O poeta Pessoa, o 'companheiro' na vida dos sentidos e da inteligência, chegou aos nossos leitores não só através do seu próprio nome, mas também através dos seus heterónimos (Ricardo Reis, Álvaro de Campos...), ou seja, os seus Outros, que não são mais do que um complemento de si mesmo, do homem que fez uso das noites e dos dias para mostrar a esse leitor muitos dos segredos que pensávamos ter como tal. Ele soube atribuir uma luz especial às palavras e ao seu significado, ao seu significado. E com isto ele ensinou-nos a distinguir.

Ele, como poeta, tem sido um avanço porque soube pensar - e sentir -, em algum momento, quase para cada um de nós. Poucas passagens de sua obra poderiam ser ditas que não nos afetam, que nos são alheias, na medida em que sua capacidade de imaginar, seu conhecimento do interior do homem sozinho o fez, um leitor raro, um amigo imperecível:

Estátua de Ricardo Reis em Lisboa. Foto: nito/Shutterstock
Estátua de Ricardo Reis em Lisboa. Foto: nito/Shutterstock

"A abelha que voa, que se agita e aterra na flor colorida, quase indistinguível dela, para um olhar que não olha, / não muda de Cecrope". Só quem vive/uma vida com um ser conhecido, envelhece,/ diferente da espécie/ que lhe dá vida./ Esta abelha é a mesma que outra que não é ela./ Só nós - Ó tempo, Ó alma, Ó vida, Ó morte!-/ compramos mortalmente/ temos mais vida que vida".

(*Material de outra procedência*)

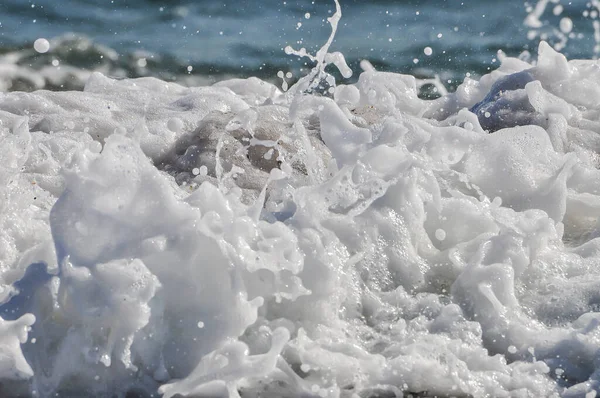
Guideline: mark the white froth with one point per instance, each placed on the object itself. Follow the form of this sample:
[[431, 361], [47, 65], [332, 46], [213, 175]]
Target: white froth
[[41, 45], [235, 239]]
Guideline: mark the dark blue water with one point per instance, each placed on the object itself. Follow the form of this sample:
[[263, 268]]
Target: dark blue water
[[246, 38]]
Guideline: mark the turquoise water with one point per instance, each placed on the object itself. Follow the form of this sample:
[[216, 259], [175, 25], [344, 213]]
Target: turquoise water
[[246, 38]]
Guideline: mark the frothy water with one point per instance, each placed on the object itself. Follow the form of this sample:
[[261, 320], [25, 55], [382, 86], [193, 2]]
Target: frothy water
[[200, 42], [331, 240]]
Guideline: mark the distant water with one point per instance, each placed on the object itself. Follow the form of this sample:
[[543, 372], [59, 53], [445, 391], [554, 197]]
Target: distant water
[[185, 40]]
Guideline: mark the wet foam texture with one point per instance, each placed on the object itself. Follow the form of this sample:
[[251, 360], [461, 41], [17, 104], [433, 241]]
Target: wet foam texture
[[235, 240]]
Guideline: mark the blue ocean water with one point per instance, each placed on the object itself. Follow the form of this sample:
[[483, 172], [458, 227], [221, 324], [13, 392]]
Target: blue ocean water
[[246, 38]]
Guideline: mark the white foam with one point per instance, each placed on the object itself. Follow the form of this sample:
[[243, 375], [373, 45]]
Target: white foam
[[233, 239]]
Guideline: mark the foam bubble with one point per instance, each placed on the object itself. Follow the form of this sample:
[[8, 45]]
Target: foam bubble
[[41, 45]]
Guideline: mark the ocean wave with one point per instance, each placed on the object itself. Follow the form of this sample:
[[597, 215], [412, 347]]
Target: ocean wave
[[329, 240]]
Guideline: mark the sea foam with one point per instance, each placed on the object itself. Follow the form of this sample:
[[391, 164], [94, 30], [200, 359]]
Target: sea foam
[[330, 241]]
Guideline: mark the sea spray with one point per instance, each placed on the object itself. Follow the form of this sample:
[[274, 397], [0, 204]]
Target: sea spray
[[396, 239]]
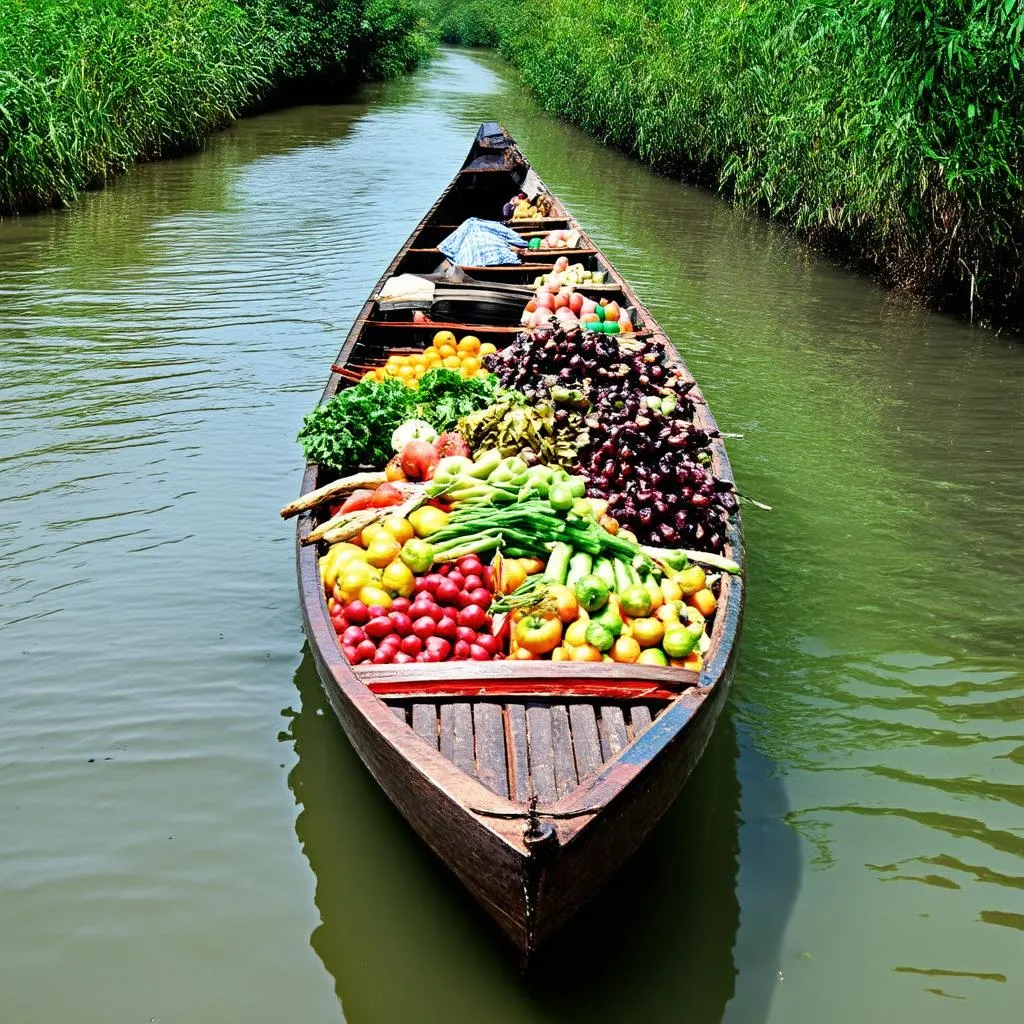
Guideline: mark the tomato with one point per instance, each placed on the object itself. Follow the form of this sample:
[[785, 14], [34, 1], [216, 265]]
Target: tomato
[[474, 616], [385, 496], [356, 501], [539, 635], [424, 628]]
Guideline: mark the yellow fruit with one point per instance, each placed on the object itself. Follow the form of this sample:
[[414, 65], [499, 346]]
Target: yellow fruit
[[400, 529], [626, 650], [691, 580], [668, 613], [576, 635], [382, 550], [367, 537], [375, 595], [354, 578], [397, 579], [426, 520], [652, 655]]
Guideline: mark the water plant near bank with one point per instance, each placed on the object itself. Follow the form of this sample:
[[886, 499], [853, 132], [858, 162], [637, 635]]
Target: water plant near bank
[[888, 133], [87, 86]]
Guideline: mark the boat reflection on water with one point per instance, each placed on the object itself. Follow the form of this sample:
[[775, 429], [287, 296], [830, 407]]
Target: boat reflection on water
[[404, 941]]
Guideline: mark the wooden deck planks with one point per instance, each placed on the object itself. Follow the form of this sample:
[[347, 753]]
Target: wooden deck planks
[[641, 719], [523, 750], [425, 723], [586, 740], [561, 740], [612, 731], [457, 734], [518, 752], [492, 765], [542, 752]]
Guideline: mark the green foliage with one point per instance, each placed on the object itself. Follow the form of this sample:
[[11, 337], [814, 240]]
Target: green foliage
[[354, 427], [469, 23], [888, 130], [88, 86]]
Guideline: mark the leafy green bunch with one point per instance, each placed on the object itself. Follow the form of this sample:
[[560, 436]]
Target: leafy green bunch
[[354, 427]]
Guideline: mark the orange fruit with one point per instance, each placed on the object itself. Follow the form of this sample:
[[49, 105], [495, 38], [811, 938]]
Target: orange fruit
[[704, 601], [626, 649]]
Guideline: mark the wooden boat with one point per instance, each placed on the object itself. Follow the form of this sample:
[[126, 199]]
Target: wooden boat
[[532, 780]]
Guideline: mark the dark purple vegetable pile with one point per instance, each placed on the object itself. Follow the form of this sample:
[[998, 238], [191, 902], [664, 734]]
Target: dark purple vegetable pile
[[644, 455]]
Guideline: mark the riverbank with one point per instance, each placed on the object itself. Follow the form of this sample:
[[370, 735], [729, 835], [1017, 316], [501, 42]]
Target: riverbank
[[88, 87], [889, 138]]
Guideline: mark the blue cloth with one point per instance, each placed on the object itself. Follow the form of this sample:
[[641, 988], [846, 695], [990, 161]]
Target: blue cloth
[[481, 243]]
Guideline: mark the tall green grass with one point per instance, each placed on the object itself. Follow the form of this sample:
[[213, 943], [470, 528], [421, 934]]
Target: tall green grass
[[886, 131], [89, 86]]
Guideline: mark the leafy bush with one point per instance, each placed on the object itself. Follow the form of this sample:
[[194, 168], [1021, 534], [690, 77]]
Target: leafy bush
[[88, 86], [469, 23], [891, 131]]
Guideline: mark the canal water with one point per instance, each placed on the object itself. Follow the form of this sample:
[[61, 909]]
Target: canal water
[[185, 835]]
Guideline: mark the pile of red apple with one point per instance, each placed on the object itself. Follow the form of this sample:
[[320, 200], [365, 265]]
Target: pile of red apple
[[445, 620]]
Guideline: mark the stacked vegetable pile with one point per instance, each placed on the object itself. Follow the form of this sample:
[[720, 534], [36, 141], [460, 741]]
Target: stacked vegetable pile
[[532, 511], [644, 454]]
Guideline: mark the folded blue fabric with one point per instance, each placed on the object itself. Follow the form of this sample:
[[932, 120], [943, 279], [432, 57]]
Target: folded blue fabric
[[481, 243]]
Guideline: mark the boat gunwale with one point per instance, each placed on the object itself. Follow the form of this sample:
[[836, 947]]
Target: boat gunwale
[[613, 779]]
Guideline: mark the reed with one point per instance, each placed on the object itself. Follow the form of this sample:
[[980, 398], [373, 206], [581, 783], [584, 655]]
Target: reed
[[89, 86], [889, 133]]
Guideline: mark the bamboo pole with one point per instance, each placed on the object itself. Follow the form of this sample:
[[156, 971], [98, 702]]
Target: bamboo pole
[[343, 486]]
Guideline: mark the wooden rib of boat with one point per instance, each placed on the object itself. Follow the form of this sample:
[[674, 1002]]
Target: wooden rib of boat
[[461, 748]]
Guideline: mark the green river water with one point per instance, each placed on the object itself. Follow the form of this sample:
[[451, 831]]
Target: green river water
[[185, 835]]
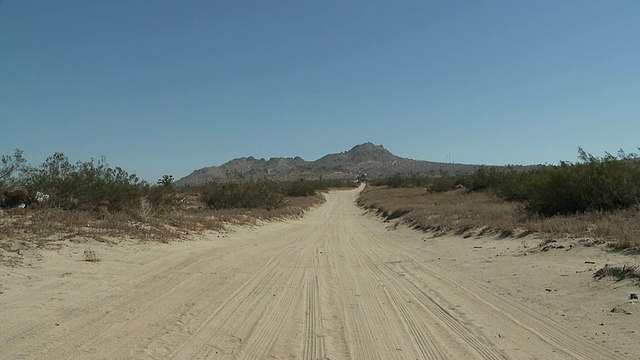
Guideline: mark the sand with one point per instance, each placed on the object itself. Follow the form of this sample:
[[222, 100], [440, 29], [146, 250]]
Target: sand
[[336, 284]]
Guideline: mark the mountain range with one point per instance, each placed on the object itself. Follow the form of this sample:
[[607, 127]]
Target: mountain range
[[372, 161]]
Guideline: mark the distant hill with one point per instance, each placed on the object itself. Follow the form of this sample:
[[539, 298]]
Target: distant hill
[[368, 159]]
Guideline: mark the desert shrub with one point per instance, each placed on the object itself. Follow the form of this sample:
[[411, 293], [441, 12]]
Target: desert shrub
[[162, 196], [248, 194], [10, 167], [595, 184], [84, 185], [483, 178], [299, 188]]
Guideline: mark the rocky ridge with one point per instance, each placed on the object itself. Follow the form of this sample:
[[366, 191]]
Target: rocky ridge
[[373, 161]]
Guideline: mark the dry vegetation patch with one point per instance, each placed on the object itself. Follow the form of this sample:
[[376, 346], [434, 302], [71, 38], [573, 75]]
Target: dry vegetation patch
[[49, 228], [461, 210]]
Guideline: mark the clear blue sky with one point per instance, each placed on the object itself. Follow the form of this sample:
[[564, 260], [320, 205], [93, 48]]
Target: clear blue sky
[[168, 87]]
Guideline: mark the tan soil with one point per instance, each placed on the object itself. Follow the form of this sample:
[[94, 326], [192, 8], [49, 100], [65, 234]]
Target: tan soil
[[337, 284]]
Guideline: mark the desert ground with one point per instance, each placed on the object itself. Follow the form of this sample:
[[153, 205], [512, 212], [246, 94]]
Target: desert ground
[[339, 283]]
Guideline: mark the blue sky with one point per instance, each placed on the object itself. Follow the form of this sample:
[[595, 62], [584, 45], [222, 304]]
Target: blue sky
[[168, 87]]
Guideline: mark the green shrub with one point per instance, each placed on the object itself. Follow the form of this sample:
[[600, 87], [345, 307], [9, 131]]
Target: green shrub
[[595, 184], [84, 185]]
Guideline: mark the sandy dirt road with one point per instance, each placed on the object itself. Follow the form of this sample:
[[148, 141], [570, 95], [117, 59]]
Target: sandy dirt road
[[336, 284]]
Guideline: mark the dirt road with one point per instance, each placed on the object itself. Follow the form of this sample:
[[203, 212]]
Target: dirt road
[[336, 284]]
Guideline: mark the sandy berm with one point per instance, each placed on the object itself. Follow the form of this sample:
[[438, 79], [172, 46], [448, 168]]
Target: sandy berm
[[337, 284]]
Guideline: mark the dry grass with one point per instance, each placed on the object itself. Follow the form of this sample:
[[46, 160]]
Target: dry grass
[[91, 256], [45, 227], [619, 272], [460, 210]]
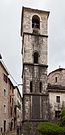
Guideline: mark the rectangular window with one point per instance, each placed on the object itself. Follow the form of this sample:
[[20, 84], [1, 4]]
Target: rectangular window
[[31, 87], [57, 114], [58, 99], [5, 78], [4, 92], [40, 87], [4, 108], [10, 99], [55, 79]]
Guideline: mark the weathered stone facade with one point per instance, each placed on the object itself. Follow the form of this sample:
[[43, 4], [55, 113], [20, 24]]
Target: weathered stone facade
[[34, 40], [56, 90]]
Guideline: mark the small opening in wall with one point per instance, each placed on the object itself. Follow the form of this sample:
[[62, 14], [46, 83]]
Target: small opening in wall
[[55, 79], [36, 57], [40, 87], [35, 22], [31, 89], [58, 99]]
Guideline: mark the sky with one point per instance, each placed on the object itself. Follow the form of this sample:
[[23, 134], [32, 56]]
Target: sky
[[11, 41]]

Este é, na minha opinião, um magnífico testemunho poético de solidão e ao mesmo tempo de vida, de criação e dependência, de natureza e sensibilidade. Talvez seja isso que a verdadeira poesia tem a oferecer, que, sem a necessidade de argumentos extensos e excessivamente racionalizados, sabe convocar e sugerir, em torno desse belo e inextinguível segredo do belo, do efémero, na meticulosa tarefa de viver

CIRCA 1988: Fernando Pessoa (1888-1935) em 100 Escudos 1988 Nota de Portugal
CIRCA 1988: Fernando Pessoa (1888-1935) em 100 Escudos 1988 Nota de Portugal. Foto: Georgios Kollidas / Shutterstock.com

Viver como um tributo à natureza, à vida, a nós mesmos. Mas tudo isso não será válido para o coração, significativo para a inteligência, se não tiver sido previamente sonhado e pensado pelo poeta, aquele solitário que, amando o que observa, pensa e sente, nos faz - através da sua mensagem, dos seus textos - melhores até mesmo para além de nós mesmos. Ele dita o caminho, ele guia-nos. Ele é o melhor aliado da nossa incansável solidão: "É incrível que se possa pensar em tais coisas / É como pensar em razões e fins / quando a manhã começa a coçar e lá nas árvores / um ouro preguiçoso e brilhante está perdendo sua escuridão".